Set up a data science client for R development on SQL Server

APPLIES TO: yesSQL Server (Windows only) noAzure SQL Database noAzure SQL Data Warehouse noParallel Data Warehouse

R integration is available in SQL Server 2016 or later when you include the R language option in an SQL Server 2016 R Services or SQL Server 2017 Machine Learning Services (In-Database) installation.

To develop and deploy R solutions for SQL Server, install Microsoft R Client on your development workstation to get RevoScaleR and other R libraries. The RevoScaleR library, which is also required on the remote SQL Server instance, coordinates computing requests between both systems.

In this article, learn how to configure an R client development workstation so that you can interact with a remote SQL Server enabled for machine learning and R integration. After completing the steps in this article, you will have the same R libraries as those on SQL Server. You will also know how to push computations from a local R session to a remote R session on SQL Server.

Client-server components

To validate the installation, you can use built-in RGUI tool as described in this article, or link the libraries to RStudio or any another IDE that you normally use.

Note

An alternative to client library installation is using a standalone server as a rich client, which some customers prefer for deeper scenario work. A standalone server is fully decoupled from SQL Server, but because it has the same R libraries, you can use it as a client for SQL Server in-database analytics. You can also use it for non-SQL-related work, including the ability to import and model data from other data platforms.
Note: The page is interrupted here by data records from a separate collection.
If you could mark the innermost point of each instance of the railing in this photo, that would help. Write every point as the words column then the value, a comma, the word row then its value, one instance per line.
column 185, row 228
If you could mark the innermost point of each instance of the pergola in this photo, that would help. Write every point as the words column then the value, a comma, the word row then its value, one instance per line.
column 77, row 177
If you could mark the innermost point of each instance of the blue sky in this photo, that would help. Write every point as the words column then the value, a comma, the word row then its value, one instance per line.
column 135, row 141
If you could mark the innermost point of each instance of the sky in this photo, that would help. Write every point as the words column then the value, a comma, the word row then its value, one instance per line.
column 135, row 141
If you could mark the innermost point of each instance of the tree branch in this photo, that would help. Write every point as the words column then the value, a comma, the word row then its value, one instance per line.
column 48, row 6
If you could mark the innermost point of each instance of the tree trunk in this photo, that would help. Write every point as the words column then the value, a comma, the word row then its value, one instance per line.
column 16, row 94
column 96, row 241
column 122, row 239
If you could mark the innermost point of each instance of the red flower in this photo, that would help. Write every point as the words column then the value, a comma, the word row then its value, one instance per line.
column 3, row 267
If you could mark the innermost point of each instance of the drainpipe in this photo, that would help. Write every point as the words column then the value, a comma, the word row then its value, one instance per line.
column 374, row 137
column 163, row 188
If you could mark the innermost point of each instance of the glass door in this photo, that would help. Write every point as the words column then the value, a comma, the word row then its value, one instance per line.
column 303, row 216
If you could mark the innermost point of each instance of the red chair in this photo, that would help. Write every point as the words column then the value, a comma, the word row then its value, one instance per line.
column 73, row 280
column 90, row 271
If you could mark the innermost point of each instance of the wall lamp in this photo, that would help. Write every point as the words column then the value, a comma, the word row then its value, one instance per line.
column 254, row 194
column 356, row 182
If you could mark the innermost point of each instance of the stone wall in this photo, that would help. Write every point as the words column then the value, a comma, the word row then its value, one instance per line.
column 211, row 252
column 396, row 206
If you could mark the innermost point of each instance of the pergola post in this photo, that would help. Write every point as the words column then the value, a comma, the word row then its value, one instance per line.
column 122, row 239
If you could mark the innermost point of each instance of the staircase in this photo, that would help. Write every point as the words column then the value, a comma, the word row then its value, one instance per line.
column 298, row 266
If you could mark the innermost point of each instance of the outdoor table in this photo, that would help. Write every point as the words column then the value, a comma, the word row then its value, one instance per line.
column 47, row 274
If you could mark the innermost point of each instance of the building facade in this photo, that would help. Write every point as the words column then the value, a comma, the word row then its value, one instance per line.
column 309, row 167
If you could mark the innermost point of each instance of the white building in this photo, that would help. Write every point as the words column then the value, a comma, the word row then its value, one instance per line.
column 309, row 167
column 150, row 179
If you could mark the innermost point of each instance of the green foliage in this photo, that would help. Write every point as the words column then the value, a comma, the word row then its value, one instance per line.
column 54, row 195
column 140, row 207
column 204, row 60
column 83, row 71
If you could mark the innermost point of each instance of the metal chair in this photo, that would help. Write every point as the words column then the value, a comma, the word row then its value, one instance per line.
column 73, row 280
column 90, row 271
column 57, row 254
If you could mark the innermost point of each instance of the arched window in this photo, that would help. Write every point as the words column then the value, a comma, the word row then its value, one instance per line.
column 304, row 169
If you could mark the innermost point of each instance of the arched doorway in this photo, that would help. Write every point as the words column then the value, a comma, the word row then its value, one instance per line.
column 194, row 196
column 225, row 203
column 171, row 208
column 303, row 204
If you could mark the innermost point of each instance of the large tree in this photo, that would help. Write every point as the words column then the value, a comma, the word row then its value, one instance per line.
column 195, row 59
If you install a standalone server, you can find the R executable at this location: C:\Program Files\Microsoft SQL Server\140\R_SERVER. To validate your installation, open an R console app to run commands using the R.exe at that location.

Commonly used tools

Whether you are an R developer new to SQL, or a SQL developer new to R and in-database analytics, you will need both an R development tool and a T-SQL query editor such as SQL Server Management Studio (SSMS) to exercise all of the capabilities of in-database analytics.

For simple R development scenarios, you can use the RGUI executable, bundled in the base R distribution in MRO and SQL Server. This article explains how to use RGUI for both local and remote R sessions. For improved productivity, you should use a full-featured IDE such as RStudio or Visual Studio.

SSMS is a separate download, useful for creating and running stored procedures on SQL Server, including those containing R code. Almost any R code that you write in a development environment can be embedded in a stored procedure. You can step through other tutorials to learn about SSMS and embedded R.

1 - Install R packages

Microsoft's R packages are available in multiple products and services. On a local workstation, we recommend installing Microsoft R Client. R Client provides RevoScaleR, MicrosoftML, SQLRUtils, and other R packages.

  1. Download Microsoft R Client.

  2. In the installation wizard, accept or change default installation path, accept or change the components list, and accept the Microsoft R Client license terms.

When installation is finished, a welcome screen introduces you to the product and documentation.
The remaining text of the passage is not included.